Rabu, 19 Desember 2012

MODELPEMBELAJARAN MATEMATIKA REALISTIK INDONESIA ( PMRI )





1.             Landasan Pemikiran Pembelajaran Matematika Realistik Indonesia
Jenning dan Dunne (dalam Suharta, 2004:1), mengatakan bahwa kebanyakan siswa mengalami kesulitan dalam mengaplikasikan matematika ke dalam situasi kehidupan real. Menurut sejarahnya RME merupakan suatu pendekatan pembelajaran matematika yang dikembangkan di Belanda sekitar 30 tahun lalu oleh Freudenthal Institute (Streefland, 1991; Gravemeijer, 1994) Di Indonesia, RME disebut Pembelajaran Matematika Realistik (PMR).

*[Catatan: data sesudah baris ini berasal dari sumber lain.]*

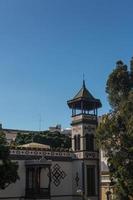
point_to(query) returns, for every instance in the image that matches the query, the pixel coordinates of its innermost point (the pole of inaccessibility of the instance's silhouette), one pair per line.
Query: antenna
(40, 122)
(83, 80)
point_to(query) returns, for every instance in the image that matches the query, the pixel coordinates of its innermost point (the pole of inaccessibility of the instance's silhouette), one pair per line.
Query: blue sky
(47, 45)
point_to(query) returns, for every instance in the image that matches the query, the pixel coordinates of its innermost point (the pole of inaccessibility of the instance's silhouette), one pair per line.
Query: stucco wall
(17, 189)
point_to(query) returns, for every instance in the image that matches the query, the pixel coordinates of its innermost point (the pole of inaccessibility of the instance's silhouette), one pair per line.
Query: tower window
(89, 142)
(91, 183)
(77, 142)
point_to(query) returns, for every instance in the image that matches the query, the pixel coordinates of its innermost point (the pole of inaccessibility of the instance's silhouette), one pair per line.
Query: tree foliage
(115, 131)
(8, 169)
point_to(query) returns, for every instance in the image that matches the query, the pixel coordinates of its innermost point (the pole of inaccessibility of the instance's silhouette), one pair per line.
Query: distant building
(61, 175)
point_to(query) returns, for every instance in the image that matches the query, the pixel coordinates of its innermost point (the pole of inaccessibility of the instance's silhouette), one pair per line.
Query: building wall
(15, 190)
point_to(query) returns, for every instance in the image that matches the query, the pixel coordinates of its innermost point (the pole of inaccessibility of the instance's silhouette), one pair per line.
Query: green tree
(115, 131)
(8, 169)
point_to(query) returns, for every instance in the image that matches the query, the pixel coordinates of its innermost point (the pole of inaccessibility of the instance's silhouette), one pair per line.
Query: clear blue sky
(47, 45)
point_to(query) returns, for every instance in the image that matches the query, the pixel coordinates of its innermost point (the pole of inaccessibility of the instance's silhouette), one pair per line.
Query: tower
(84, 122)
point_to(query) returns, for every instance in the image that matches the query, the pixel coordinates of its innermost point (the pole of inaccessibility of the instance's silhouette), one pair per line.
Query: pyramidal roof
(84, 93)
(85, 98)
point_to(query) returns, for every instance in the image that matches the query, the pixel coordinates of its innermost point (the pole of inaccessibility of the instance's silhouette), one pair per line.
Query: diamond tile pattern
(57, 175)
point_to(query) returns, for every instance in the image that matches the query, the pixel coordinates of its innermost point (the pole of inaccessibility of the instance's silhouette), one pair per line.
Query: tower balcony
(83, 118)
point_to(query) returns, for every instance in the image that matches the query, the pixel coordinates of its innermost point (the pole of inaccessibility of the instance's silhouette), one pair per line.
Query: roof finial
(83, 80)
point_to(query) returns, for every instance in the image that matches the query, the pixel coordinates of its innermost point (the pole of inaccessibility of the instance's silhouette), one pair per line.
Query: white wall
(16, 189)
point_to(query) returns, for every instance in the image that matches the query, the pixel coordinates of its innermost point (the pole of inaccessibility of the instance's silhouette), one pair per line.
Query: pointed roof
(84, 93)
(84, 96)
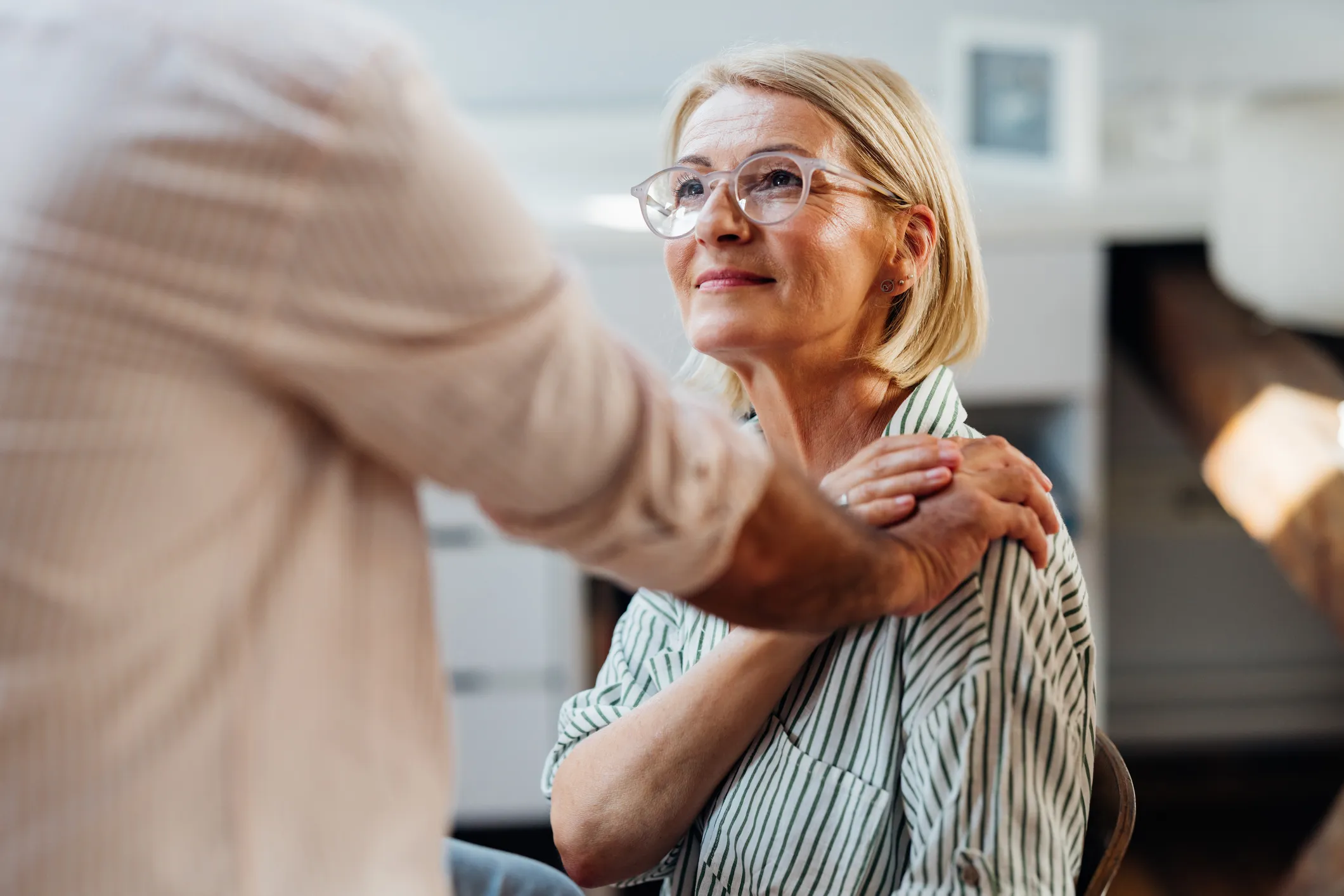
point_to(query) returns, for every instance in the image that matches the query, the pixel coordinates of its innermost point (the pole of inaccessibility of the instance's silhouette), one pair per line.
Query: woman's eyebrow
(695, 160)
(704, 163)
(784, 148)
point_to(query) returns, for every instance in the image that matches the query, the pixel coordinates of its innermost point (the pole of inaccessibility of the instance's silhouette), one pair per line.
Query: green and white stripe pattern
(945, 754)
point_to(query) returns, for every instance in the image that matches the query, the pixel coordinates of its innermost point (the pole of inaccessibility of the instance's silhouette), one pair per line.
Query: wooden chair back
(1111, 821)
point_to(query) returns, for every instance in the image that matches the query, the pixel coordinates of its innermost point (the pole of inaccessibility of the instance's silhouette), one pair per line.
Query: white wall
(585, 53)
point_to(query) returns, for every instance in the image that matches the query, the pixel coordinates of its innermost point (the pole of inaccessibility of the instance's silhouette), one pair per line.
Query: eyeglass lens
(769, 189)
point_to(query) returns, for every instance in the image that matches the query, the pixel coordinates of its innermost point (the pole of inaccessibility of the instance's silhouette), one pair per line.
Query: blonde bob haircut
(893, 139)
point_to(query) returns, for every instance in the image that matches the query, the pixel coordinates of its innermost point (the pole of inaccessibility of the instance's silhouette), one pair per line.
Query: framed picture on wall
(1023, 103)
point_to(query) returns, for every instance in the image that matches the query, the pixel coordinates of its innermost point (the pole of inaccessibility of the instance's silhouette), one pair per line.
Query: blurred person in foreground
(820, 243)
(254, 281)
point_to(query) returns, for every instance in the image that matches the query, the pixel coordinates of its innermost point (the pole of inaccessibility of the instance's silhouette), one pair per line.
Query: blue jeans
(477, 871)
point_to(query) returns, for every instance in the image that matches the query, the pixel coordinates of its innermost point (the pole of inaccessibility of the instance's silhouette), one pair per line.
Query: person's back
(198, 693)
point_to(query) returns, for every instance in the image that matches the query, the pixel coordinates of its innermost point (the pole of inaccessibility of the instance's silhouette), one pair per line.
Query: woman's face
(749, 292)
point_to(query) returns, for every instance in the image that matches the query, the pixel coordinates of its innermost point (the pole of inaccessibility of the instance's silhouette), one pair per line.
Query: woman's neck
(818, 417)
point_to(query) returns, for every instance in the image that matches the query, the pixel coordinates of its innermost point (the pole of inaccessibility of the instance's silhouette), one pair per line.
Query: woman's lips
(729, 278)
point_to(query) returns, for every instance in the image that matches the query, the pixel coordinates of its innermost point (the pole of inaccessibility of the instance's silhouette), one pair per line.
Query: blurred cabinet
(510, 628)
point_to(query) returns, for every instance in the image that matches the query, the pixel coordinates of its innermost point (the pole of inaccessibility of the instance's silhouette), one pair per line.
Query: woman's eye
(688, 188)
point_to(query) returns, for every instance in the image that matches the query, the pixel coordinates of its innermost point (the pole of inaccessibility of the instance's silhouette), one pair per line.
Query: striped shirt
(945, 753)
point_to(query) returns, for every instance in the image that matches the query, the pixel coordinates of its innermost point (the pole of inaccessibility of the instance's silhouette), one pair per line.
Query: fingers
(897, 458)
(1024, 525)
(1031, 465)
(993, 452)
(885, 512)
(919, 484)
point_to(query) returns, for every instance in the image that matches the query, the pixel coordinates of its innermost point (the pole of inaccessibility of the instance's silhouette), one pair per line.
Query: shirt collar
(933, 407)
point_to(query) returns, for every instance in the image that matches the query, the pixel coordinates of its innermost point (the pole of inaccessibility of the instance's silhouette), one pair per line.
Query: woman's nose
(721, 219)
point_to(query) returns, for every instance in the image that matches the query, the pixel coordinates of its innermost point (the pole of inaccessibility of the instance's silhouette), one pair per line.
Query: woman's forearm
(624, 797)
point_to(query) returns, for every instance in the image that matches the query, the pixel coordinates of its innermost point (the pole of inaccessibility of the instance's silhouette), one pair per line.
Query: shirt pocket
(789, 822)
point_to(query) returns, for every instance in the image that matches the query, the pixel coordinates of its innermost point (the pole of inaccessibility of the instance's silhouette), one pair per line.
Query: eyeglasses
(769, 187)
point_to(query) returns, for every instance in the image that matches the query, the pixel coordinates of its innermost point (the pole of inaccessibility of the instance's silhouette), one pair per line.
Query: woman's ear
(919, 240)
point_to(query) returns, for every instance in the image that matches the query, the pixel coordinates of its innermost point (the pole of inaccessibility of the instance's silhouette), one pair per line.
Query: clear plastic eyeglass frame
(709, 179)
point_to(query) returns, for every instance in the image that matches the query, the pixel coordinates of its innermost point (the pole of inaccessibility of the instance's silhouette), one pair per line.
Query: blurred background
(1113, 150)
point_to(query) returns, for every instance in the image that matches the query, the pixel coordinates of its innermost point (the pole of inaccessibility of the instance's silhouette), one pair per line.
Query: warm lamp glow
(1273, 456)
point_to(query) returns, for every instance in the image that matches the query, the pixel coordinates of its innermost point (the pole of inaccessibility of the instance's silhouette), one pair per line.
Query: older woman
(823, 254)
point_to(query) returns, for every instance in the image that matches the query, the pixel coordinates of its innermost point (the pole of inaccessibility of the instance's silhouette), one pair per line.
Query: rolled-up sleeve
(999, 715)
(645, 637)
(418, 309)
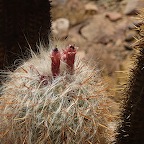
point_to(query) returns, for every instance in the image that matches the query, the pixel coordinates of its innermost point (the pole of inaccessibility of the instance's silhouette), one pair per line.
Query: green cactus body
(131, 128)
(37, 108)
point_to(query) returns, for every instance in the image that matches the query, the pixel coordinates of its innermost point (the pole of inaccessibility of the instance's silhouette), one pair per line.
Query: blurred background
(105, 32)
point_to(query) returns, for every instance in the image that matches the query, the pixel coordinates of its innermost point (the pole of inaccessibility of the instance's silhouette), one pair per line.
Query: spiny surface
(69, 108)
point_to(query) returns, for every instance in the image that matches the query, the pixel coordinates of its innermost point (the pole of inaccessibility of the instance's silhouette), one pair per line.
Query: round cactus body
(55, 98)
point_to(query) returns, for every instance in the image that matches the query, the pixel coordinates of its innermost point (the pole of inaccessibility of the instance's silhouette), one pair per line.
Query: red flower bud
(55, 65)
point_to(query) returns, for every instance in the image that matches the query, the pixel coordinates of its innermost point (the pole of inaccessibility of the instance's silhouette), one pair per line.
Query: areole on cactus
(54, 97)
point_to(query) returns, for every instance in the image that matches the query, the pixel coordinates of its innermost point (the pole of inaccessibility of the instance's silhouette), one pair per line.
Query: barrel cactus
(55, 97)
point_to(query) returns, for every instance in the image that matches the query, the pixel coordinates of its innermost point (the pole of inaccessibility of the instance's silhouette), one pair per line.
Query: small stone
(131, 7)
(113, 16)
(61, 26)
(128, 46)
(91, 8)
(130, 36)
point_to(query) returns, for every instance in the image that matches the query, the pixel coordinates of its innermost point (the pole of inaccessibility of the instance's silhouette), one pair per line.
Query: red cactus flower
(55, 65)
(69, 57)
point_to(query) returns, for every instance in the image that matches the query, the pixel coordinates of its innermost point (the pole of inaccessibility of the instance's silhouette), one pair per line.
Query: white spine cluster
(37, 108)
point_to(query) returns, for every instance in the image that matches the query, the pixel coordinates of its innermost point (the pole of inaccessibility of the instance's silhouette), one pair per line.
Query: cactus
(131, 127)
(55, 97)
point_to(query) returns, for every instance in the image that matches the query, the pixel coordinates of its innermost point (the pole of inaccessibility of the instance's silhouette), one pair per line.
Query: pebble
(60, 26)
(91, 8)
(131, 7)
(113, 16)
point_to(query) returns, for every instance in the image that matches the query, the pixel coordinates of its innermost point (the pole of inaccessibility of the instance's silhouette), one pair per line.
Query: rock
(113, 16)
(131, 7)
(130, 36)
(91, 8)
(60, 27)
(58, 2)
(128, 46)
(99, 30)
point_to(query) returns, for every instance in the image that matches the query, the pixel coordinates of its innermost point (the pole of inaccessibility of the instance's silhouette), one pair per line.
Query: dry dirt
(104, 31)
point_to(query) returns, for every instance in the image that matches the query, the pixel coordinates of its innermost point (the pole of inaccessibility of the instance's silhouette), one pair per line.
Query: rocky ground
(104, 31)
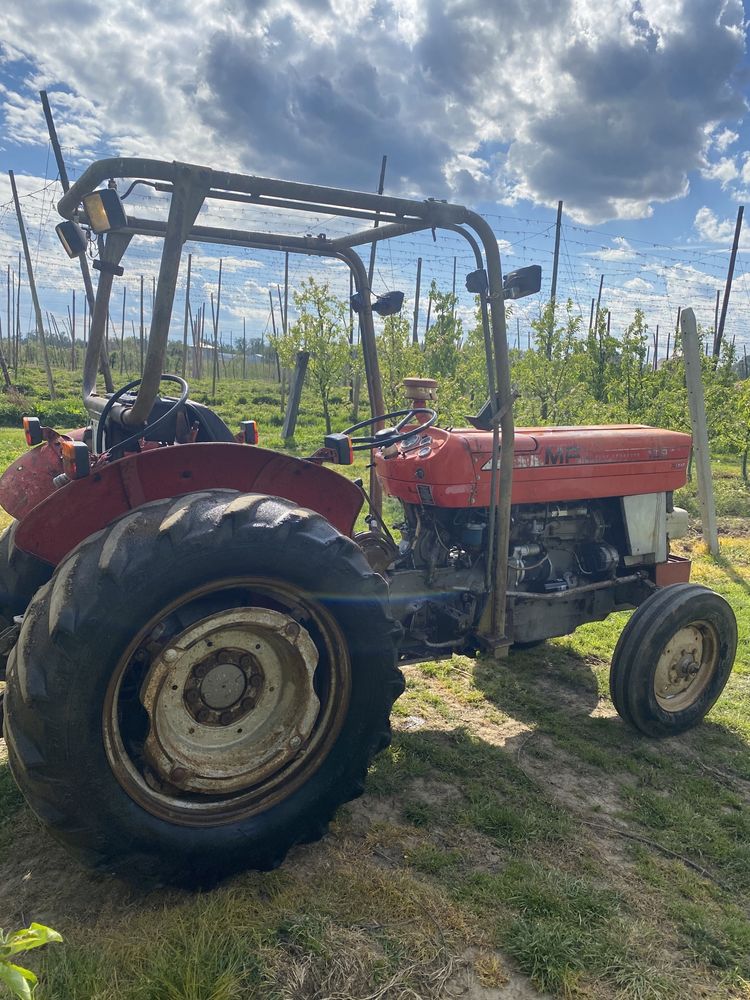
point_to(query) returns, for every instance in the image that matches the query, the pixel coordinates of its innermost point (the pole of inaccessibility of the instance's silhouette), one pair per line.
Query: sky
(633, 112)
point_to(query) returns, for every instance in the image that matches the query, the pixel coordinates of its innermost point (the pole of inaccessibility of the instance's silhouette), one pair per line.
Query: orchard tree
(632, 361)
(321, 328)
(549, 376)
(398, 358)
(442, 341)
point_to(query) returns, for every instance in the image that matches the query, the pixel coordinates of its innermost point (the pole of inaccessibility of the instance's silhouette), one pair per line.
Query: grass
(514, 827)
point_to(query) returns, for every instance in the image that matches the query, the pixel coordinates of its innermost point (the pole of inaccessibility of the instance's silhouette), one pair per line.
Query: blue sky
(634, 113)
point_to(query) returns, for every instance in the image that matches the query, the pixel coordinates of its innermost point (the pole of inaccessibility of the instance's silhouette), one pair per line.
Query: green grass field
(517, 837)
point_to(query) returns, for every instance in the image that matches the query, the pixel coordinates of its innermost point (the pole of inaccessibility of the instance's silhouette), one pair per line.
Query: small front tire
(673, 659)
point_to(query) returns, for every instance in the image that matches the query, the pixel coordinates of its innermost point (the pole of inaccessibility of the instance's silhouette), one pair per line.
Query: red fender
(68, 515)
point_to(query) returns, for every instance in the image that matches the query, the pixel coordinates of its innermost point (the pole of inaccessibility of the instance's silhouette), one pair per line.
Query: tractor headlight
(72, 238)
(104, 210)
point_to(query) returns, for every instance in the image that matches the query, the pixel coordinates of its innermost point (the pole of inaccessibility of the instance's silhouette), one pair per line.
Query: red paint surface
(28, 480)
(550, 464)
(674, 570)
(67, 516)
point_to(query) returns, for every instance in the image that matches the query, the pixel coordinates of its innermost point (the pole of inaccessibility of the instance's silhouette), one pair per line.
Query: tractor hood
(452, 468)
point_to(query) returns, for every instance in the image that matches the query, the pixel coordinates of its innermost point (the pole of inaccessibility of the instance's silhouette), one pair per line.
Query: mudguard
(57, 523)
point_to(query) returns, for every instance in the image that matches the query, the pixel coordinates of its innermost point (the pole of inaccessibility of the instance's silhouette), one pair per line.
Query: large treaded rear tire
(643, 644)
(74, 634)
(21, 575)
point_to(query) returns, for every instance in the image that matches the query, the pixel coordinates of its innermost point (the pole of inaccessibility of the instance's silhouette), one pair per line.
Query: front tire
(673, 659)
(200, 686)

PMRI adalah adaptasi dari RME dalam Konteks Indonesia: Budaya, Alam, Sistem Sosial, dll. PMRI mengembangkan suatu teori pembelajaran matematika yang santun, terbuka dan komunikatif. Pendekatan ini dipandang sebagai pendekatan yang banyak memberikan harapan bagi dalam mengaplikasikan matematika ke dalam situasi kehidupan real. Guru dalam pembelajarannya di kelas tidak mengaitkan dengan skema yang telah dimiliki oleh siswa dan siswa kurang diberikan kesempatan untuk menemukan kembali dan mengkonstruksi sendiri ide-ide matematika. Menurut Van de Henvel- Panhuizen (dalam Suharta, 2004:1), bila anak belajar matematika terpisah dari pengalaman mereka sehari-hari maka anak akan cepat lupa dan tidak dapat mengaplikasikan matematika.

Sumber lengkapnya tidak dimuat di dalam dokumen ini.